Albert Bandura, Psychologe an der Stanford University, ist einer von neun Wissenschaftlern, die von Präsident Obama als Empfänger der National Medal of Science ernannt wurden. Die Auszeichnungen werden Anfang 2016 im Rahmen einer Zeremonie im Weißen Haus feierlich überreicht.
Bandura entwickelte die Theorie des sozialen Lernens und das Konzept der Selbstwirksamkeit, die einen enormen Einfluss auf die soziale, kognitive, entwicklungspsychologische, pädagogische und klinische Psychologie haben.
In seiner frühen Forschung konzentrierte sich Bandura auf die Grundlagen des menschlichen Lernens, indem er die Tendenz untersuchte, das Verhalten anderer zu imitieren, insbesondere in Bezug auf Aggression. Auf der Grundlage dieser Forschung entwickelte er die Theorie des sozialen Lernens, die die Bedeutung von Beobachtung, Modellierung und Nachahmung beim Lernen betont. Diese Theorie stellte eine Abkehr vom damals üblichen Denken dar, das davon ausging, dass Verhalten hauptsächlich durch Assoziationen und Verstärkung gesteuert wird.
Im Jahr 1961 führte Bandura sein bekanntestes Experiment durch – die Bobo-Puppen-Studie. In dem Experiment wurde einer Gruppe von Kindern ein Film gezeigt, in dem ein Erwachsener gezeigt wurde, der eine Bobo-Puppe anschrie und schlug. Beim späteren Spielen in einem Raum, in dem sich eine Bobo-Puppe befand, quälten die Kinder, die den Film gesehen hatten, eher die Puppe und ahmten die Worte und Handlungen nach, die ihnen zuvor gezeigt worden waren.
Später überarbeitete Bandura seine soziale Lerntheorie als sozial-kognitive Theorie, in der er Individuen als selbstorganisierend, proaktiv, selbstreflektierend und selbstregulierend konzeptualisierte. Er entwickelte die Vorstellung einer komplexen und wechselseitigen Beziehung zwischen menschlichem Verhalten und Umweltfaktoren und betonte die Rolle individueller kognitiver, affektiver und biologischer Faktoren. Seine Betonung der Fähigkeit zur Selbstorganisation und Selbstregulation führte zu seiner späteren Arbeit über Selbstwirksamkeit, die er ursprünglich bei Menschen mit Phobien und Traumata untersuchte.
Banduras Arbeit über Selbstwirksamkeit war besonders einflussreich in der Pädagogik. Mehrere Studien von Bandura und anderen haben gezeigt, dass Schüler, die an ihre eigenen Fähigkeiten zu lernen und sich selbst zu regulieren glauben, akademisch erfolgreicher sind.
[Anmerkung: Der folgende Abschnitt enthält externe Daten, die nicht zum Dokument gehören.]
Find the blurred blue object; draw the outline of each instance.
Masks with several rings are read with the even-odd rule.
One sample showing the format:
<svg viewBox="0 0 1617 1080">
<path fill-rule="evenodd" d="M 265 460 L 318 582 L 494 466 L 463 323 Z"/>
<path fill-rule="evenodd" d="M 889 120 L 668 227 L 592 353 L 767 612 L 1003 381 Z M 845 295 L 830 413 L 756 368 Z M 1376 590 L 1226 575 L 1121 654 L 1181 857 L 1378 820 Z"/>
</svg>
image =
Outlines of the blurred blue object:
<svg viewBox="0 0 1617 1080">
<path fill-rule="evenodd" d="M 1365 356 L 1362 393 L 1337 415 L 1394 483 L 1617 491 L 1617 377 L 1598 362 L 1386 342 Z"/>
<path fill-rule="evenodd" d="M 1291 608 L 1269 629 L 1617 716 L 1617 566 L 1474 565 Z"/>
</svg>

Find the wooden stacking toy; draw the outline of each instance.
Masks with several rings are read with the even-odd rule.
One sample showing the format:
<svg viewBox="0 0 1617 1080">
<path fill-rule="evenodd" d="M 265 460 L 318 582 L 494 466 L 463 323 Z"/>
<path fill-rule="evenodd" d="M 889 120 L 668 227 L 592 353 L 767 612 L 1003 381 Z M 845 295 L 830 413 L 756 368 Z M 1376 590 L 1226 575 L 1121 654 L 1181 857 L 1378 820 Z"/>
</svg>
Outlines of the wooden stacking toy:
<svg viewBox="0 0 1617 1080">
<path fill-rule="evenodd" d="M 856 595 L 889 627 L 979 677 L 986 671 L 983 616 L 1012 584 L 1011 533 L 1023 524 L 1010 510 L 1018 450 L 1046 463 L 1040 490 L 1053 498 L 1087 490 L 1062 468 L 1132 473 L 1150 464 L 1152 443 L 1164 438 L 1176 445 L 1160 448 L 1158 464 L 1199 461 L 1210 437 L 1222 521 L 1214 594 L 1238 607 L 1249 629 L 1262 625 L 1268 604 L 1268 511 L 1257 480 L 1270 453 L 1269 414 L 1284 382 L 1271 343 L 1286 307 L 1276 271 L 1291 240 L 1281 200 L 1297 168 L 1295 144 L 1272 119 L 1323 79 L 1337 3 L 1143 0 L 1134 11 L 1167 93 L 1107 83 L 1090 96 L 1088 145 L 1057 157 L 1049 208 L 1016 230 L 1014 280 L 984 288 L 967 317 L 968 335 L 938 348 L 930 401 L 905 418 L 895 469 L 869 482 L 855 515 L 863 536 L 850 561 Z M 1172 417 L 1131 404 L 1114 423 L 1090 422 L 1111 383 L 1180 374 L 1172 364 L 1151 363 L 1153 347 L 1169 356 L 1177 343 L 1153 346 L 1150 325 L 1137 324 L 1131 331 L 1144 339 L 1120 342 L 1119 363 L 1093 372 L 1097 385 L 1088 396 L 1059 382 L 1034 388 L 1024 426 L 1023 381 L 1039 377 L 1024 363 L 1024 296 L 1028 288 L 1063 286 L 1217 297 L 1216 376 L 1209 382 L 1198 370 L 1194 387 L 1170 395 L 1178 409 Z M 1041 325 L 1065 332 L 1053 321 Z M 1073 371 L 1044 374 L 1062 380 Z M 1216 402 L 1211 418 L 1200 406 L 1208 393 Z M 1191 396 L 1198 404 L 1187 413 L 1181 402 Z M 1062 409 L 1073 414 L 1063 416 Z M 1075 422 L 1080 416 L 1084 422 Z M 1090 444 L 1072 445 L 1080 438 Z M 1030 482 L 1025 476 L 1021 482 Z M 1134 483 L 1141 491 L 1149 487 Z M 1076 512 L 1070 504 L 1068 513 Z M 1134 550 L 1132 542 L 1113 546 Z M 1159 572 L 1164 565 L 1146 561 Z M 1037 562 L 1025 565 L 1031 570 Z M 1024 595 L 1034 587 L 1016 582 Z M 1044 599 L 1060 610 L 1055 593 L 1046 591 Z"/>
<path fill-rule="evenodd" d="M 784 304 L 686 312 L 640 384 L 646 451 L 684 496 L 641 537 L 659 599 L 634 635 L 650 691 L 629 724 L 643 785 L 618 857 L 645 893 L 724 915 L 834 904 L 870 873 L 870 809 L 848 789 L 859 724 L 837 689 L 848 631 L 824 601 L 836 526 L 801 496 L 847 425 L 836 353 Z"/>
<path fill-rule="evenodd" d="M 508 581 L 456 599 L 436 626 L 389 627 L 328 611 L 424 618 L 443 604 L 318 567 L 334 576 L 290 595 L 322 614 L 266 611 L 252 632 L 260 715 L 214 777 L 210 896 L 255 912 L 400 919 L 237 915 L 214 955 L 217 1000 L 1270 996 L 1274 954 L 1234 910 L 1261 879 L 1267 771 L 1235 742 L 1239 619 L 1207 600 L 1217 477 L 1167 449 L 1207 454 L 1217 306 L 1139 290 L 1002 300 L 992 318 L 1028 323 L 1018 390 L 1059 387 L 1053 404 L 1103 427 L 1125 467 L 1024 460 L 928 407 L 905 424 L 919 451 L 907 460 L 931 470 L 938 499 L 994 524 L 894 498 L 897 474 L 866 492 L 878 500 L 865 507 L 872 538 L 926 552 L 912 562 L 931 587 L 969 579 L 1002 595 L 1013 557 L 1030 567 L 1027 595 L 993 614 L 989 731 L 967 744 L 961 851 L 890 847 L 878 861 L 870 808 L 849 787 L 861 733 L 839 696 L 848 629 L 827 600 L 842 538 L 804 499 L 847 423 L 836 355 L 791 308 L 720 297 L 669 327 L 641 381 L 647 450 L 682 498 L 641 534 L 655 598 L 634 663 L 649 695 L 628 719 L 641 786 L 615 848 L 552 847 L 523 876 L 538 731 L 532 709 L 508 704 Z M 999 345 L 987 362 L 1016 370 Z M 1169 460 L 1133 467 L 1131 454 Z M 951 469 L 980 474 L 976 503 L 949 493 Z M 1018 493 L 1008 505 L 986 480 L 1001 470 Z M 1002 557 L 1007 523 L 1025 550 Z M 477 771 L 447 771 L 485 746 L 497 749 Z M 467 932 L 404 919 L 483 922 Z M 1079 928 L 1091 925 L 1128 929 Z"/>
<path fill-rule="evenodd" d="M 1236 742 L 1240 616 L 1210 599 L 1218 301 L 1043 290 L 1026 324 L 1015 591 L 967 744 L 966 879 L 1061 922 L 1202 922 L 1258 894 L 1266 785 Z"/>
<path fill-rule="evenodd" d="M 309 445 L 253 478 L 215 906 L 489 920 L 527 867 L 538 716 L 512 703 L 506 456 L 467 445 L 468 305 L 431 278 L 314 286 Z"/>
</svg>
Es wurden Interventionen entwickelt, um die Selbstwirksamkeitswahrnehmung von Schülern zu fördern.
Albert Bandura promovierte 1952 in klinischer Psychologie an der University of Iowa und lehrte anschließend an der Stanford University. Neben vielen anderen Ehrungen erhielt er den Distinguished Scientific Contribution Award der American Psychological Association (1980), den James McKeen Cattell Award der Association for Psychological Science (2003), den APA Outstanding Lifetime Contribution to Psychology (2004) und den Grawemeyer Award for Psychology (2008). Bandura war 1974 auch Präsident der APA.
Die National Medal of Science wurde 1959 vom Kongress ins Leben gerufen und wird jährlich vom Präsidenten der Vereinigten Staaten verliehen. Sie gilt als die höchste Auszeichnung in der Wissenschaft, die von der Regierung der Vereinigten Staaten vergeben wird.
Zu den früheren Medaillenempfängern, die Psychologen sind, gehören Neal Miller (1964), Harry Harlow (1967), B.F. Skinner (1968), Herbert Simon (1986), Anne Anastasi (1987), Roger Sperry (1989), Patrick Suppes (1990), George Miller (1991), Eleanor Gibson (1992), Allen Newell (1992), Roger Shepard (1995), William Estes (1997), R. Duncan Luce (2003), Gordon Bower (2005), Michael Posner (2008), Mortimer Mishkin (2010) und Anne Treisman (2012).
Durch ihr Committee on Scientific Awards hat die APA verschiedene Psychologen für die National Medal of Science nominiert. Die APA nominierte Bandura für die Medaille im Jahr 2013.